30. Select the flower with the Lasso tool. Drag it to the girl photo with the Move tool. Use Free Transform to resize the flower. Draw a stem extending below the girl's hand.

31. Layer masks are used to blend images. Quickmask is used to refine selections.

32. Color channels and Alpha Channels. Color channels record and display the color information. Alpha channels are used to save the shapes of selections.

33. Select the portion to be filtered. Apply the filter. Choose Free Transform. Right-click in the area and choose Flip Horizontally.

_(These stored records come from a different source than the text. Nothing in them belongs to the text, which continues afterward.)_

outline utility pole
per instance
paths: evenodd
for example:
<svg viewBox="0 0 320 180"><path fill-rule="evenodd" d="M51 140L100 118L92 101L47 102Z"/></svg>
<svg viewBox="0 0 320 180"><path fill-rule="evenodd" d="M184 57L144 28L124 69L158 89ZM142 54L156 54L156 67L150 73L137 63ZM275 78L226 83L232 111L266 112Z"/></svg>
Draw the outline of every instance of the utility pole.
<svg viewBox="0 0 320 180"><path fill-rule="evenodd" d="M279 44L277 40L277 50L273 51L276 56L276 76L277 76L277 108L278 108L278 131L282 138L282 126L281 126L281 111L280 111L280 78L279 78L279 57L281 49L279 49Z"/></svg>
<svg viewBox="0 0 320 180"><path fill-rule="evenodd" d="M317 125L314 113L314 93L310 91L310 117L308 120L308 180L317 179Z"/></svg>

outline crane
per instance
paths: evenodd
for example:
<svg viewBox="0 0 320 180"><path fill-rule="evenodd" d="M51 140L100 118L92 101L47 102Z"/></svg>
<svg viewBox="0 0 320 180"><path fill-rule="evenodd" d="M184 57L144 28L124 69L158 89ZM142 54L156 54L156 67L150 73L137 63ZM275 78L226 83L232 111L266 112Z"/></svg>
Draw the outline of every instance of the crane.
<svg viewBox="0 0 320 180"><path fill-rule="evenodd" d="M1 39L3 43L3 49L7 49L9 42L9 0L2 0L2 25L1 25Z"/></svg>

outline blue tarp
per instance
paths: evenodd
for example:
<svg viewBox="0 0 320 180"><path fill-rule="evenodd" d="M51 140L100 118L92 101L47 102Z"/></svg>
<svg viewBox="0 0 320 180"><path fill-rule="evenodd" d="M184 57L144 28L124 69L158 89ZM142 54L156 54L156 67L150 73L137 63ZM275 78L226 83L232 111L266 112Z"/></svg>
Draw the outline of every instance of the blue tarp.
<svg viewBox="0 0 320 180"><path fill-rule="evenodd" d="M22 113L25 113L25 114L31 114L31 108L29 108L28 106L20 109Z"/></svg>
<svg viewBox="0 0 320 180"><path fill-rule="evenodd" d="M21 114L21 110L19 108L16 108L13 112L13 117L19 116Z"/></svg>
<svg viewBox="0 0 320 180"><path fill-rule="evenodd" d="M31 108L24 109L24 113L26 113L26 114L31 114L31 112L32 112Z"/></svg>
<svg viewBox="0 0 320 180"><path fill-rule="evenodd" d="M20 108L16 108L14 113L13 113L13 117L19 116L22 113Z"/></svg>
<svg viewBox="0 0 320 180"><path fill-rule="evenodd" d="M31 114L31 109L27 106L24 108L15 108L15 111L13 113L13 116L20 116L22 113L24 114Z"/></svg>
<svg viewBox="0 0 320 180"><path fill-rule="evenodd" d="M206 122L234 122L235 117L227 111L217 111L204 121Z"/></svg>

34. Use the lasso tool to create the shapes. Use Edit > Stroke to apply the outline. Change the stroke options to "outside," "inside," and "center" for the respective strokes, and adjust the stroke width.

35. Use a selection tool with no feathering, then fill. Use a selection tool and feather the selection before filling.

36. Use the constrain keys. Shift to create perfect circles, and Alt to create a selection from the center.

37. Add to the canvas with the Crop tool. Use the Smudge tool to pull out the hairs.

38. Use the Stamp tool to create flowers on a new layer. Use the Free Transform tool to rotate and scale the flowers. Use the Stamp tool again to paint in petals and change the flower's appearances, to avoid having the same flower over and over again.

39. The History brush.

40. Levels, or one of the others that increases contrast, thus getting rid of gray.